The Interrogation
- First UK edition
- Author: J. M. G. Le Clézio
- Original title: Le Procès-Verbal
- Translator: Daphne Woodward
- Cover artist: Jonathan Nicholl
- Language: French
- Publisher: Gallimard Hamish Hamilton (UK) Atheneum (US)
- Publication date: 1963
- Publication place: France
- Published in English: 1964
- OCLC: 27088925
- Followed by: Le Jour où Beaumont fit connaissance avec sa douleur

= The Interrogation (novel) =

1963 novel by J. M. G. Le Clézio

The Interrogation (Le Procès-Verbal) is the debut novel of French Nobel laureate writer J. M. G. Le Clézio, about a troubled man named Adam Pollo who "struggles to contextualize what he sees" and "to negotiate often disturbing ideas while simultaneously navigating through, for him, life’s absurdity and emptiness".

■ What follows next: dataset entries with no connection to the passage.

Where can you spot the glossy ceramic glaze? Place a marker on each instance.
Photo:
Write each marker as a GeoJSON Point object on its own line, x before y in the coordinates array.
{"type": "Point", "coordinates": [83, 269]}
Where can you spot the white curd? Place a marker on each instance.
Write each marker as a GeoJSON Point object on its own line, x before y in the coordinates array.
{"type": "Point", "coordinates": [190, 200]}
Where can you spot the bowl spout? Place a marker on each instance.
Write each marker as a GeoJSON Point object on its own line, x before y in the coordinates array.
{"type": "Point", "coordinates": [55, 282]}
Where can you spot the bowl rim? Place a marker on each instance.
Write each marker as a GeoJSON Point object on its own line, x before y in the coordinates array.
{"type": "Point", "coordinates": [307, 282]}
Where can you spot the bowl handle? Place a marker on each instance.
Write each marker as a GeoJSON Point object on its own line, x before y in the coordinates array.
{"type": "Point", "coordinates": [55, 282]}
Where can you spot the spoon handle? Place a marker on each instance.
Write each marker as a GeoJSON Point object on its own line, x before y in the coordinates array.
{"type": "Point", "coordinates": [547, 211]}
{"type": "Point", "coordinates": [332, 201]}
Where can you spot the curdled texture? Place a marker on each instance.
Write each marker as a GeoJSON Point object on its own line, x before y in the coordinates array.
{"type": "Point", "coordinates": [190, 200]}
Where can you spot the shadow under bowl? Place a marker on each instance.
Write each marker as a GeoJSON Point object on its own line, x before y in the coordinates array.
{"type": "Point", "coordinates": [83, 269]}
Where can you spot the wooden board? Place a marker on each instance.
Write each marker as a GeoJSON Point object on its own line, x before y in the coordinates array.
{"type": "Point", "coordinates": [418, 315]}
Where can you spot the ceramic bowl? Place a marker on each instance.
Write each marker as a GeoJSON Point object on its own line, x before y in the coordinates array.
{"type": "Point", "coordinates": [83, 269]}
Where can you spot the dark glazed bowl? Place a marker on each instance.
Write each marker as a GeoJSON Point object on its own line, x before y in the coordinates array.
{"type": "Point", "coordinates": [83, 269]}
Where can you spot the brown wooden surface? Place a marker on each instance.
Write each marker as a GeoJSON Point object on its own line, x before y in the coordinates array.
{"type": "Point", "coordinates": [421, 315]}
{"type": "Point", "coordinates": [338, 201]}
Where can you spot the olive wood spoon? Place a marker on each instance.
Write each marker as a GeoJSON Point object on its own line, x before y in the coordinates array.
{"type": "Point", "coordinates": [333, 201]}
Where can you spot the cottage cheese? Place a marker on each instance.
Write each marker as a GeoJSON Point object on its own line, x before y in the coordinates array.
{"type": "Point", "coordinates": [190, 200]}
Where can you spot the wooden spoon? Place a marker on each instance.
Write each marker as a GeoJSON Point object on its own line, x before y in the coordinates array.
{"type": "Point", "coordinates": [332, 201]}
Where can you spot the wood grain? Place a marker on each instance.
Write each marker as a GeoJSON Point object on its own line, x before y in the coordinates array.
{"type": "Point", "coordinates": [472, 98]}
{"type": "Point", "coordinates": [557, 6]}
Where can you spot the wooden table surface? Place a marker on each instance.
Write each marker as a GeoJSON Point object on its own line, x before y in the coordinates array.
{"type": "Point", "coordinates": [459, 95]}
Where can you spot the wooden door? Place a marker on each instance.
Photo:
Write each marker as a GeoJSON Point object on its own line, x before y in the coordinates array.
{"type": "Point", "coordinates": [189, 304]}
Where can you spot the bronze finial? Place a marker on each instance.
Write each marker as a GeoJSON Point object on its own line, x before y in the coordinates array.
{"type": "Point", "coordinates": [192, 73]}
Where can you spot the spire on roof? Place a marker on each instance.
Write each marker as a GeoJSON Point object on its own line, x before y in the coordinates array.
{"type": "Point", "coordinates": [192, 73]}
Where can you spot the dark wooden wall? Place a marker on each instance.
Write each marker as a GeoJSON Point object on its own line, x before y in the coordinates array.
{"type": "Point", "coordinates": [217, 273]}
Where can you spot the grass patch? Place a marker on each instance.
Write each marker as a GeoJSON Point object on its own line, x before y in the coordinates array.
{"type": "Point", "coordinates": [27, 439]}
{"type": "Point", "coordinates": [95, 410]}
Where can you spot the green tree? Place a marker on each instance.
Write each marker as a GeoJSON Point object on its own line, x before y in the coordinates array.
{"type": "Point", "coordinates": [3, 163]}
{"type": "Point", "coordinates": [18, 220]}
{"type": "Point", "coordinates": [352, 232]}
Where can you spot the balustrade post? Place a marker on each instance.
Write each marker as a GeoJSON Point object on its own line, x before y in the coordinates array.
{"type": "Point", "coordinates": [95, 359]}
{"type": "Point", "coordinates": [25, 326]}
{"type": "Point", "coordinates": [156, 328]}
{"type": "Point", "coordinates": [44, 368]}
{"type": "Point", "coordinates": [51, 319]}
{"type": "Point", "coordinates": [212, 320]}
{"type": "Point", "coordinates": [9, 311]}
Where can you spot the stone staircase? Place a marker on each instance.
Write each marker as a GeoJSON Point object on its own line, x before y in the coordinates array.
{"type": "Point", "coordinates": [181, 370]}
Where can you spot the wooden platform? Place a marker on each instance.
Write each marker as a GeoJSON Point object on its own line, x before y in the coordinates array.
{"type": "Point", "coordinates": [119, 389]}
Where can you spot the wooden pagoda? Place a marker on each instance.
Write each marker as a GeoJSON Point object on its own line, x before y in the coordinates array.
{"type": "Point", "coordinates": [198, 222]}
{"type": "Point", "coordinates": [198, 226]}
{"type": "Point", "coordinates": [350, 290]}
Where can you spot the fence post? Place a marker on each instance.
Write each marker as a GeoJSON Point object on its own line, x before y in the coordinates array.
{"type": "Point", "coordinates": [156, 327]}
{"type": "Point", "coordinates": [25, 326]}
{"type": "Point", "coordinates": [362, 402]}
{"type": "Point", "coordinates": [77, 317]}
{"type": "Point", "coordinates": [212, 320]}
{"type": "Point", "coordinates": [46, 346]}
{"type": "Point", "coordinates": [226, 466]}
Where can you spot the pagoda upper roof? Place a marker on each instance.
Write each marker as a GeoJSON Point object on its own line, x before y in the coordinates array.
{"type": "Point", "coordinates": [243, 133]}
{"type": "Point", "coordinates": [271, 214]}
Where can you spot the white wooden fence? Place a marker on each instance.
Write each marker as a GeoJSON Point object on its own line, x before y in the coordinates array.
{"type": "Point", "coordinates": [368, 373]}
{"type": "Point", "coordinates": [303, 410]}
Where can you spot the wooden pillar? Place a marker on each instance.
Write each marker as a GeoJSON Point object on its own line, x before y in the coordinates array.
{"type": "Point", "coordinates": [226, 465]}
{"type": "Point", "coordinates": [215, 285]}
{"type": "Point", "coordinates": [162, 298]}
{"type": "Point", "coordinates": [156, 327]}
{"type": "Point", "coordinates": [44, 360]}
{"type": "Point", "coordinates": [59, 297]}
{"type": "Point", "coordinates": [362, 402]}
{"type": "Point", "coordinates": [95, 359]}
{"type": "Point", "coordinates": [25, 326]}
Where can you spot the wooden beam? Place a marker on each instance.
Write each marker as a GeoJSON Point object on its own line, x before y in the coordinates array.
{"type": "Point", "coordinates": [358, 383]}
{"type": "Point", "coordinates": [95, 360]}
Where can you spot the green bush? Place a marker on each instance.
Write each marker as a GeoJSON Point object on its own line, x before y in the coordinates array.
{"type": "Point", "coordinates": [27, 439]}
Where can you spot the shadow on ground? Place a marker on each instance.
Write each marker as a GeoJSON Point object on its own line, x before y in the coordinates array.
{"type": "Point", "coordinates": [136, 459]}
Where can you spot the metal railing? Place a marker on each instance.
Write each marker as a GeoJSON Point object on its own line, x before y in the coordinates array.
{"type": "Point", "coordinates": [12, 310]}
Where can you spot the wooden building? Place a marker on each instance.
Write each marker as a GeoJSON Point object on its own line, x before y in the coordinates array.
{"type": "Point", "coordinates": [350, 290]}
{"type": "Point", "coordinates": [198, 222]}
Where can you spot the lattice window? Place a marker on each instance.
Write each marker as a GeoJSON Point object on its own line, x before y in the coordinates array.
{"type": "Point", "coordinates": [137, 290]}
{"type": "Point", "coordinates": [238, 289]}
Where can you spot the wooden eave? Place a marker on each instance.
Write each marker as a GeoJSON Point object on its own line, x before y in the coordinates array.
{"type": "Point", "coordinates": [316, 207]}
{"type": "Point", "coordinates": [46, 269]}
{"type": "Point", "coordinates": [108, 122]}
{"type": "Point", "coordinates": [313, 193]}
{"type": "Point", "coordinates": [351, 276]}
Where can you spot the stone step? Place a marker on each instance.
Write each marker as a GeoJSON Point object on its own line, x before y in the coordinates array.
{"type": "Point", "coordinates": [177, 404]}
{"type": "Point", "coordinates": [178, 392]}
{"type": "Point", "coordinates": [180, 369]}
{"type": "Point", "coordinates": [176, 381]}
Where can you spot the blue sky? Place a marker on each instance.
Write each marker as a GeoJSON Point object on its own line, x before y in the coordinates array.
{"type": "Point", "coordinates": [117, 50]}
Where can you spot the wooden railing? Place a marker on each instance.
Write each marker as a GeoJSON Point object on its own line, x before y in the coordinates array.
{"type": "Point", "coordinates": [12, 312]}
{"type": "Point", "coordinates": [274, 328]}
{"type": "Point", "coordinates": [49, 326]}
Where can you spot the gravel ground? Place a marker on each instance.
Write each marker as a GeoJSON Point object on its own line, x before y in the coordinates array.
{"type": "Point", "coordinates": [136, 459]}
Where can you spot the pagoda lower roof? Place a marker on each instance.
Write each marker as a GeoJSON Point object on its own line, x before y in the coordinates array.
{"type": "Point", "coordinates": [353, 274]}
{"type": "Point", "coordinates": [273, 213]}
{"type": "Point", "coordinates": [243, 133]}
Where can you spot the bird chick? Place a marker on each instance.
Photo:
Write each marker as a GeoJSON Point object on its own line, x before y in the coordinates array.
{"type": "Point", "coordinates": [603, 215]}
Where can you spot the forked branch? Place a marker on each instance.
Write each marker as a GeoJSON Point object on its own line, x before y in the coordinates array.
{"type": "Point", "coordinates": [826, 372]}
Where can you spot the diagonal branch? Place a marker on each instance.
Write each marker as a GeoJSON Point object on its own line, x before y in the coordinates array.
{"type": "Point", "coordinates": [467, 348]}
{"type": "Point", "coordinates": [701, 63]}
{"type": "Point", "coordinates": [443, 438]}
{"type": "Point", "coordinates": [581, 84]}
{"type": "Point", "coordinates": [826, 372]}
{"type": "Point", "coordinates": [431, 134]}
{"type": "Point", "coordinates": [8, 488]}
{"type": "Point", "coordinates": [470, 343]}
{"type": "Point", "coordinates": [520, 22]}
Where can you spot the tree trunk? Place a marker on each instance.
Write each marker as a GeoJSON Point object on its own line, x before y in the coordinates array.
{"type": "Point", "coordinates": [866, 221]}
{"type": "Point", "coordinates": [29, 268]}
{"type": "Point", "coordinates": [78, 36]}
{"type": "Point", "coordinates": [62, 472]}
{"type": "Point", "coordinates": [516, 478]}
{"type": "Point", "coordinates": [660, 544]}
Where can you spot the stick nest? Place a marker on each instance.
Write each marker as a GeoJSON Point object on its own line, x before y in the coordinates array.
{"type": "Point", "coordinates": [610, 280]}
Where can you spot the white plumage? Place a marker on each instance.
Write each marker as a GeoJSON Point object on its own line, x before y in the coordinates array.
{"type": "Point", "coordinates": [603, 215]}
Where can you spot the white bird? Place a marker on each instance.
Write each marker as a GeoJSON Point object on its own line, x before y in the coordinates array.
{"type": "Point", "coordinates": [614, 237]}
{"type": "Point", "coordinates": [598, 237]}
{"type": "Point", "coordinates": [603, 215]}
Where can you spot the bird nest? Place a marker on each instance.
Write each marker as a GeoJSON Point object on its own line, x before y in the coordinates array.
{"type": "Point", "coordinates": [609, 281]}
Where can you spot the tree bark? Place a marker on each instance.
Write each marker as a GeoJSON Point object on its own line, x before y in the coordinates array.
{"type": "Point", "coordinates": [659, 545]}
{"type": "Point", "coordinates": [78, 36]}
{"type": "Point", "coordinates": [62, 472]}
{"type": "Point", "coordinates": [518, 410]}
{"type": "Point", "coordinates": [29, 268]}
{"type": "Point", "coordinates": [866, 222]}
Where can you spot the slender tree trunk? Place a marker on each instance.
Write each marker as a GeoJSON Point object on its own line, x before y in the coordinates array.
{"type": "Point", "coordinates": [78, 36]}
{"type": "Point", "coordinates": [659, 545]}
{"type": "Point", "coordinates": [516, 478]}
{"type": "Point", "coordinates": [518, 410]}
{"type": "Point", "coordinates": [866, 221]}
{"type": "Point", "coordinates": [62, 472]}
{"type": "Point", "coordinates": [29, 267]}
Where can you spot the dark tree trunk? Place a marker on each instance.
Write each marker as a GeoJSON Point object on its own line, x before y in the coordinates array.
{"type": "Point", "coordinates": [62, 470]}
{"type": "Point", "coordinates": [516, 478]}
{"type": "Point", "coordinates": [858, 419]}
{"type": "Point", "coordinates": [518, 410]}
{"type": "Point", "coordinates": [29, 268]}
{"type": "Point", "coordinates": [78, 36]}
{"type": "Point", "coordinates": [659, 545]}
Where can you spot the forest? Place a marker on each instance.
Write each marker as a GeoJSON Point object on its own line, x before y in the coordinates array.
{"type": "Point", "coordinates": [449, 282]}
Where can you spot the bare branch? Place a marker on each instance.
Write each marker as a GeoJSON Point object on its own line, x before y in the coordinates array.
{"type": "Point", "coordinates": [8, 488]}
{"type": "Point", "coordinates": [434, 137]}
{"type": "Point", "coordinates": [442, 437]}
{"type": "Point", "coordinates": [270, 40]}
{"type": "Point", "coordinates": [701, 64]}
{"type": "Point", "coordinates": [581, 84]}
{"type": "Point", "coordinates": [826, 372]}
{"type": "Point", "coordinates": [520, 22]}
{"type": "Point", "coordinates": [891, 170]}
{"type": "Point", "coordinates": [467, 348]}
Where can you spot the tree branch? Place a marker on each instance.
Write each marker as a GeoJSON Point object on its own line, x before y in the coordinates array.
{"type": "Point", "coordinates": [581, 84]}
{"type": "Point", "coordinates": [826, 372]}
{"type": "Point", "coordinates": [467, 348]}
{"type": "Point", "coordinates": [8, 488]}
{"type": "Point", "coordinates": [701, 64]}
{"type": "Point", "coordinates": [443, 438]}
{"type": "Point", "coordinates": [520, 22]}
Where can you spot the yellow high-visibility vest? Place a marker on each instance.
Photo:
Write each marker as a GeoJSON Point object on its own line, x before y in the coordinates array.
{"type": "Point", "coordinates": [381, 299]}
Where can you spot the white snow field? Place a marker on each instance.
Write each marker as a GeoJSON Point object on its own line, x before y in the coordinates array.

In 2022, the novel was included on the "Big Jubilee Read" list of 70 books by Commonwealth authors, selected to celebrate the Platinum Jubilee of Elizabeth II.

== Subject==

The novel is about Adam Pollo, a loner man who had been marginalized from society. His long hair and his beard make him appear a beggar. Pollo is a former student who has amnesia. He does not know whether he was perhaps a deserter from the army or if he has escaped from a psychiatric ward. Le Clézio wrote:

[He] was trying to remember something pertaining to what happened ten years ago: maybe a phrase, maybe a tell-tale sign from the army, maybe a name or a place which would indicate just when it occurred and waiting, waiting (thinking, thinking) to come up with where it might have happened.
 He breaks into an empty seaside villa. He visits the town at rare intervals and as briefly as his scant purchases (of cigarettes, biscuits, or even beer) require. Soon, lack of human contact affects him like a drug and he experiences other modes of being: through a dog's or rat’s eyes, states of heightened consciousness which build up into a terrifying world of glaring hallucinatory experience. Then Adam addresses a small crowd in the town. His unnerving rhetoric ends in his arrest and commitment to an asylum. And there the interrogation begins.

==Awards==
- Written when Le Clézio was 23, this novel was shortlisted for the prix Goncourt.
- Received the prix Renaudot in 1963.
- Considered in the final stage for the Prix Formentor.

==Publication history==
Seven editions published between 1988 and 2004 in 4 languages and held by 766 libraries worldwide.

== The Interrogation of Adam Pollo ==
An operatic adaptation of the novel by Arthur Keegan-Bole, entitled The Interrogation of Adam Pollo, was staged at the 2012 Tête à Tête Opera Festival in London, and was awarded a Director’s Choice Award from the Boston Metro Opera Company at the 2014 Boston-International Contempo Festival.